Throughout history, people have responded to this prophecy either by the prayer “Come, Lord, come!” accompanied by the question, “How long, O Lord?” or by a range of sceptical reactions. One of the mildest sceptical reactions is Sportin’ Life’s, in ‘Porgy and Bess’: “It ain’t necessarily so”. Shall the wolf really live with lamb, the leopard lie down with the kid? This hymn is composed from that position of doubt.
We live with the question: does doubting have to lead inevitably to unbelief? The issue was clearly set forth by a French philosopher, Albert Camus during the Second World War. Writing to a Nazi with whom he had been friends before the war, he remembered that they had both believed that life is absurd, without any meaning. ‘So wherein’, he asked, ‘lay the difference between us?’ He said that the Nazi had given in to hopelessness, and thereby permitted himself to support inhuman policies and to commit inhuman actions. Camus, for his part, even though he could make no sense of life nor see any good future, simply refused to believe that this was the truth; he was committed to seeing a world in which human beings behaved with proper respect for all life.
The deep heart of this hymn is verse 6, for it declares that Christ has ‘slaked our thirst for blood’. This assertion is the ground of Christian faith. It maintains that, because of what is sometimes called ‘the Christ event’, culminating in the death and resurrection of Jesus, the direction of life – human life in the first instance – has been radically changed for the better. In the face of every law that persuades or obliges people to think that people who are different from us are potential enemies and can ultimately be disposed of, Christian faith says that everyone in the world is capable of repenting, and of building and nurturing peaceful co-existence with all people and all creatures.
This hymn is open to the complaint that it contains explicit references to topical conflicts; surely hymns deal with ‘eternal’, not temporal matters! – with theology, not politics! Rather than enter that debate (this is not the place), I offer the hope that verses 3, 4, and 5, composed in 1996, will have only a short ‘shelf-life’; may the ancient conflicts referred to there be soon resolved. Whether or not we live to see resolutions of these conflicts, there will always be conflicts, some remote, some very local, that need to be held in prayer; and, if in prayer generally, why not in the specific kind of prayer that is a hymn?
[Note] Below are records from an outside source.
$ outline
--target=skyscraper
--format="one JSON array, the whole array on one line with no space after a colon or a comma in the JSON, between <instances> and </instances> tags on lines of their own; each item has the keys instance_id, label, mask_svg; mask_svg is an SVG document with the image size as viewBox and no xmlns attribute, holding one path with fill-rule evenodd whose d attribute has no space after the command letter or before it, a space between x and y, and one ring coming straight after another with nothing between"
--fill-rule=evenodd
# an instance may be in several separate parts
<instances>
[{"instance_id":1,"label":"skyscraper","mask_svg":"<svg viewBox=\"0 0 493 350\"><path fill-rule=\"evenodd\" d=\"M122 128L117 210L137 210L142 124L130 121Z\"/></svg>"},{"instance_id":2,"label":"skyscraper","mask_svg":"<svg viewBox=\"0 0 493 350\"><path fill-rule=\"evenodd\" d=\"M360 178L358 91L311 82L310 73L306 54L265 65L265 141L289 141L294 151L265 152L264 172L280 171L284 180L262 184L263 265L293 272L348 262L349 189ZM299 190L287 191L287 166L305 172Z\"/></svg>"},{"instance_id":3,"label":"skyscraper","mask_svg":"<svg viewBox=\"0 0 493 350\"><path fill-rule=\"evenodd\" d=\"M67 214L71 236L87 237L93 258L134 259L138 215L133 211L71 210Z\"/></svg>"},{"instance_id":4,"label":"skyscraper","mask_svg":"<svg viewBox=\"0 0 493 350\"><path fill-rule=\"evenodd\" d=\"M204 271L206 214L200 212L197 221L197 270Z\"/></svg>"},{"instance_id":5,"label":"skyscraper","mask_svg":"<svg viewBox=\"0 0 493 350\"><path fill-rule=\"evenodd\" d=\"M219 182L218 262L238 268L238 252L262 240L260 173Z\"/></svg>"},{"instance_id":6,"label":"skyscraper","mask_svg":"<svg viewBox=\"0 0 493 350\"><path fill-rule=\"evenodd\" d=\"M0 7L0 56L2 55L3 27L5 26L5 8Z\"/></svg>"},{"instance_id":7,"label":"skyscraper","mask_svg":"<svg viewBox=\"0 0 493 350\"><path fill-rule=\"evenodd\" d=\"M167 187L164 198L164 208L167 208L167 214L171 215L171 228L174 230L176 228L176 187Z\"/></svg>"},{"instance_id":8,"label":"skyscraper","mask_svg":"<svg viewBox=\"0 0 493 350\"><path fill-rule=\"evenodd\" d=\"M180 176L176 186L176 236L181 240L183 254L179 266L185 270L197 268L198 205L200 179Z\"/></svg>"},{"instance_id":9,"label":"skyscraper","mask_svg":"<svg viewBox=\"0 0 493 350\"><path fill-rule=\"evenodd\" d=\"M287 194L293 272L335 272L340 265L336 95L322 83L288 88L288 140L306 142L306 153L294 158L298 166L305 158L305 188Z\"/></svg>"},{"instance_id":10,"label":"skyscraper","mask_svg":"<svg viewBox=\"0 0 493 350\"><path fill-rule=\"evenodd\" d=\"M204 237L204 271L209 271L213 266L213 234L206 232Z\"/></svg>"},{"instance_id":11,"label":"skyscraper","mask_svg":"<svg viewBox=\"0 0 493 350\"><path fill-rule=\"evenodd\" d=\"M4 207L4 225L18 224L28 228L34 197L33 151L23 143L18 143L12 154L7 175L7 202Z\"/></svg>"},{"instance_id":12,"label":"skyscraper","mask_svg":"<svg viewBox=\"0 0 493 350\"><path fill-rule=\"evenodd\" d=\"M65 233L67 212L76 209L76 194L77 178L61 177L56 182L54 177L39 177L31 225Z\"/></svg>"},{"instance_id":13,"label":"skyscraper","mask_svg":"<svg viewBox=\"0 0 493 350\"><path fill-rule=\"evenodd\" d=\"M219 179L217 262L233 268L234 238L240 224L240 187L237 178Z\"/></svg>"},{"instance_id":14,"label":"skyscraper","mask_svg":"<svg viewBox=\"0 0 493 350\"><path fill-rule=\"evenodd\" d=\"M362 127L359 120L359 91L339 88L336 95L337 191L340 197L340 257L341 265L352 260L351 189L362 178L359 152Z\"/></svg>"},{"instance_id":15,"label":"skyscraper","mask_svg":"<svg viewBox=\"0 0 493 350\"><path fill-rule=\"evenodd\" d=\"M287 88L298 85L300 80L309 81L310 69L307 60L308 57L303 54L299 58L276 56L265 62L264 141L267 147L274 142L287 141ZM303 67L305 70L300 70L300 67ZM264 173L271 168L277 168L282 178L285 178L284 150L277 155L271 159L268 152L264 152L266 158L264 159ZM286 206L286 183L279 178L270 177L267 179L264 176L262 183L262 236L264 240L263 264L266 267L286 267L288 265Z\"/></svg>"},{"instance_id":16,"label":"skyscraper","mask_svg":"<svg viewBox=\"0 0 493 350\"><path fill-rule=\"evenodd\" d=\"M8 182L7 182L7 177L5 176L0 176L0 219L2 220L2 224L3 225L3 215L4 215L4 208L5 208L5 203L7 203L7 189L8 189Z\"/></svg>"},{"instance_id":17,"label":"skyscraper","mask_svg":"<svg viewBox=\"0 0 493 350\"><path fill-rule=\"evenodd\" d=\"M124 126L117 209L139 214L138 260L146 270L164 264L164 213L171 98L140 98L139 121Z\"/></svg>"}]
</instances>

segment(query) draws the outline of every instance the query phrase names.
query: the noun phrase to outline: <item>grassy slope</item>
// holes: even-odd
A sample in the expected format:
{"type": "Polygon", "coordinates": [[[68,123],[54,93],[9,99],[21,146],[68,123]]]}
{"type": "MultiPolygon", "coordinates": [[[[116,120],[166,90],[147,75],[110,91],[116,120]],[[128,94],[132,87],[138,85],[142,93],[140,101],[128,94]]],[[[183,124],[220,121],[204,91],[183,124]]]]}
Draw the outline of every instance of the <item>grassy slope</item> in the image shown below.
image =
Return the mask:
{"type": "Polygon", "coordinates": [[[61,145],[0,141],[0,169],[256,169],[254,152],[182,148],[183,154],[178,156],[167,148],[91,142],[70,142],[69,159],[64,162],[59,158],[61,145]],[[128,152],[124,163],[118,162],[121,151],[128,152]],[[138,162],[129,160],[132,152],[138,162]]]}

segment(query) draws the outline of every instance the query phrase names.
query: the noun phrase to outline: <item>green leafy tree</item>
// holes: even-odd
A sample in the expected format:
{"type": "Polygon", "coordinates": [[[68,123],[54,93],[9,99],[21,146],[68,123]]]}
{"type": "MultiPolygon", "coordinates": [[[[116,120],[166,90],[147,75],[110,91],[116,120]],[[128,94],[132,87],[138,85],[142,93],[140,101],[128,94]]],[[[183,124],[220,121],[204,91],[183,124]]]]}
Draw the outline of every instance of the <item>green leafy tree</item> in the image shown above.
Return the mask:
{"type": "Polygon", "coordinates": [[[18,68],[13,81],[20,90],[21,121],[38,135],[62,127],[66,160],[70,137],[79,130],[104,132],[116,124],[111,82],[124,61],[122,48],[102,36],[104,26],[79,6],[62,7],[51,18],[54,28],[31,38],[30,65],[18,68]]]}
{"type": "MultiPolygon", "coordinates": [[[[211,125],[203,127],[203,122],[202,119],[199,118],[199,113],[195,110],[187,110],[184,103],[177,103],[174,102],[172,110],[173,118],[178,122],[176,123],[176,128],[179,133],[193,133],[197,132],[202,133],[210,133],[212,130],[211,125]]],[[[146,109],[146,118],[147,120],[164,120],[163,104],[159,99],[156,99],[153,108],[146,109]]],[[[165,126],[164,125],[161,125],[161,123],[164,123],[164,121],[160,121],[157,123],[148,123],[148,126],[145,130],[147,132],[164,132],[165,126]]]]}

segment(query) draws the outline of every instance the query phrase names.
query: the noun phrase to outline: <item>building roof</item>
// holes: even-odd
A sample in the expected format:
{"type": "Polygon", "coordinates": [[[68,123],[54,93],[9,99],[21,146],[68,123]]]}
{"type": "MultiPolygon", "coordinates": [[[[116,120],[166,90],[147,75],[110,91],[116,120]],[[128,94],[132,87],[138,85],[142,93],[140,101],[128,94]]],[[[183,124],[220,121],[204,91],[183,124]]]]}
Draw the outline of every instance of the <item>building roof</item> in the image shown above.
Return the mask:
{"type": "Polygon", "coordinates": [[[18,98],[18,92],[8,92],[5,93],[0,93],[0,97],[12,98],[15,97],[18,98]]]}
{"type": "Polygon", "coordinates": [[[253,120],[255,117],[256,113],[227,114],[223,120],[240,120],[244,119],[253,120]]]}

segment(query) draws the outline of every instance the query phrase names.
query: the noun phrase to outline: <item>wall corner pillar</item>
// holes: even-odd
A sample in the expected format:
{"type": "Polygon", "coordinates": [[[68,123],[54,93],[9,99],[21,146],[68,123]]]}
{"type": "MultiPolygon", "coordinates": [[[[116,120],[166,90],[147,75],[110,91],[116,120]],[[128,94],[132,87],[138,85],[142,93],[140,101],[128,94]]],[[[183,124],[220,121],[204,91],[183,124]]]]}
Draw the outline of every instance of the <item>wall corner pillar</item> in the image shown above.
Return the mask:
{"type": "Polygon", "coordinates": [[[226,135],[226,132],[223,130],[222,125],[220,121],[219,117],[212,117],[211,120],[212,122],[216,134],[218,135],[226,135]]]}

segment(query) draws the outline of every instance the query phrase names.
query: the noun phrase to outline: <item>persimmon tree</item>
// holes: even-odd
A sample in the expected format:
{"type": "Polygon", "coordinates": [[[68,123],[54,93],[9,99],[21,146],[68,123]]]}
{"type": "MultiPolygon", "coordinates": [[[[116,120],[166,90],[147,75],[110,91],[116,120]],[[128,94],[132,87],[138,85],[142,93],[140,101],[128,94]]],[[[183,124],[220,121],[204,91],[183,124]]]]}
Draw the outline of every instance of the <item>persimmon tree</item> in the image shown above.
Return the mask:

A glossary may be helpful. ‘Goy’ (verse 3) is a Jewish word for Gentile (ie non-Jew). In verse 4 ‘Prod’ is a Protestant, and ‘Taig’ is a Roman Catholic. In verse 5 ‘LGBs’ are lesbian, gay, and bisexual people, and ‘straights’ are heterosexual people.
SCHUTZ, the name given to the music, is a German word, meaning ‘protection’, ‘defence’; in itself it expresses a prayer that is implied by this hymn: that people who are imprisoned within the logics of conflict may be saved from conflicts’ bloody conclusions.
The music itself is nervous, almost febrile in character, with chromatic phrases tying thought and feeling to the sense of crisis that blights the lives of millions. Yet the third line of music speaks dependably of comfort, and leads a way through the midst of distress towards a safer world.